When we moved out to the farm they tried to make us get flood insurance. We had to argue and argue to prove we were not in a flood zone (mostly this was due to the fact that the address the hwy dept assigned us when entered into gps or google earth etc shows you a property about 40 miles from us which is low lying - it has the same address just in a different county). That caused us all kinds of headaches but I digress.

Finally a guy came out and we walked him out into what would be the front yard and pointed far far away at the tops of the town's water towers, which we look *down* on.
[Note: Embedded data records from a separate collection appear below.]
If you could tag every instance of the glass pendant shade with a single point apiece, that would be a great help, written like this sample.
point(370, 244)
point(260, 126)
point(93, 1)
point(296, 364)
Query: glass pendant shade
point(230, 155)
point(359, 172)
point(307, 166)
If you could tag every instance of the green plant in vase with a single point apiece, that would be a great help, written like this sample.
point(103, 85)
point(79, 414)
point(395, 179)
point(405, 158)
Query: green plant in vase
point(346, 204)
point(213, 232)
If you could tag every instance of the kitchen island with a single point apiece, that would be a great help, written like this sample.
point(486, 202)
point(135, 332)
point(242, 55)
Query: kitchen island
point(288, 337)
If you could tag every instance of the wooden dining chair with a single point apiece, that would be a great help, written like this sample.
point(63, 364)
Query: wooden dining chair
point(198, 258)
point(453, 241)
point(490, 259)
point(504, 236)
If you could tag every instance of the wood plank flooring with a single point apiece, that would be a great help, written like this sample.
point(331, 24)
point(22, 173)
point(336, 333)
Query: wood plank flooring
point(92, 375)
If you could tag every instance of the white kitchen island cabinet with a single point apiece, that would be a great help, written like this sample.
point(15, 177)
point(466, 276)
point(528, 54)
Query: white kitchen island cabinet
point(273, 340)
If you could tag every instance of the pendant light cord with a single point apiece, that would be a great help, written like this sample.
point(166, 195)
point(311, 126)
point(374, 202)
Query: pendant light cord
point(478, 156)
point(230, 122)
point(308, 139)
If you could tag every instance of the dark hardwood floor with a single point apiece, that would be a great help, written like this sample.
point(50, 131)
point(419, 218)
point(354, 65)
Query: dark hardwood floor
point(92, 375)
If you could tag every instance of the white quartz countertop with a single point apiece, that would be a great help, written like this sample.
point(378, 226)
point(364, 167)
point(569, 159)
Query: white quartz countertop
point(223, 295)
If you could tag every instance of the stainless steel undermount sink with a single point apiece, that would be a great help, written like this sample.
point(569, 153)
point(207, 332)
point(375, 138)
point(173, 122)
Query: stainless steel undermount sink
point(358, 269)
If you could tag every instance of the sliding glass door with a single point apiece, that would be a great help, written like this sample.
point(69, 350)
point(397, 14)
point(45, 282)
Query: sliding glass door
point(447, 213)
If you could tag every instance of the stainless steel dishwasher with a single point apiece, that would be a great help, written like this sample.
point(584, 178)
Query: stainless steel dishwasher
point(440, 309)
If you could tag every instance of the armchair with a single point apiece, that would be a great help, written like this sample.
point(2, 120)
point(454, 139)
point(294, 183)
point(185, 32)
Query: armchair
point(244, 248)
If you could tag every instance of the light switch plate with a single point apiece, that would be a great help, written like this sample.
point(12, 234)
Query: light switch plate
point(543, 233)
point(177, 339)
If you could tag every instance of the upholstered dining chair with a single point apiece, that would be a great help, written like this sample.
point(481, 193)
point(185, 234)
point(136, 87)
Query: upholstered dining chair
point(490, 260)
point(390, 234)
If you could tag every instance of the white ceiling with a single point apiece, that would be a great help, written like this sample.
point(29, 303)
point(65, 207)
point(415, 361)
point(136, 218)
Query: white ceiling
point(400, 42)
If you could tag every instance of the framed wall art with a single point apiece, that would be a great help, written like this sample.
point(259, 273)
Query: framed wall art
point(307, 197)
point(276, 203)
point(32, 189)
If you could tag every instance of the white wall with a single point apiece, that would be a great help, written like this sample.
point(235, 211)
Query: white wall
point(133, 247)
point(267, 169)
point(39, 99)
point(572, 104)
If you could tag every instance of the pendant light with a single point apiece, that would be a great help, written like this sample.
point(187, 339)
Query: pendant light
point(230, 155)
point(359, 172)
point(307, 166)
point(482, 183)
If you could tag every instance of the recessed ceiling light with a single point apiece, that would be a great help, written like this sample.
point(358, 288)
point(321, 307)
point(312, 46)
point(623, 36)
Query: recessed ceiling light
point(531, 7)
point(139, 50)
I told him - "honey, if the water gets into my house, the only flood insurance that will help anybody is gonna be a giant boat with a bunch of animals in it." They finally let it go.


----------



## GrannyCarol (Mar 23, 2005)

My concern is that I am within what they consider a flood plain, whether its going to flood or not, will they let go if I am within their mapped flood plain and its elevations - even though its not going to flood?

Also, I am interested in whether our rates are normal for the 100 yr flood zone, anyone have any experience there?


----------



## Darren (May 10, 2002)

GrannyCarol said:


> My concern is that I am within what they consider a flood plain, whether its going to flood or not, *will they let go if I am within their mapped flood plain and its elevations* - even though its not going to flood?
> 
> Also, I am interested in whether our rates are normal for the 100 yr flood zone, anyone have any experience there?


That's the purpose of the letter of map amendment, LOMA. If you can prove the elevation at your house is higher than the one shown on the flood plain map for a 100 year flood you will get the LOMA which will enable you to drop your flood insurance or if you want to keep it, get a preferred rate of less than $200 per year.


----------



## GrannyCarol (Mar 23, 2005)

Ok, I get that, but I just don't believe that there is that sort of risk anywhere in their "flood plain" in this town, there is no history to show that's a possibility. I'm quite sure that my elevation would place me squarely in what they call a 100 yr risk, I'm at the lower end of it. I just don't agree that there is that sort of risk here. 

Perhaps FEMA doesn't run my flood insurance... however we are a part of the NFIP and that is administered by FEMA and my money ends up in their coffers. Between NFIP and FEMA, they set what is a flood plain and what isn't, what the risk of a flood is and the rates that are charges. Before those things were taken over, my flood insurance was $300 a year through a private company. There are no private flood insurance companies available to me. 

I am required to have flood insurance by law because I have a mortgage and FEMA has found my property to be "high risk". If I don't have flood insurance, I lose my mortgage. 

Am I really the only one out there that pays unusually high flood insurance? I am very curious what sort of rates people pay in New Orleans, or really truly flood prone areas or if they can even get flood insurance? I'd like to know how that works. 

Thanks for the answers.


----------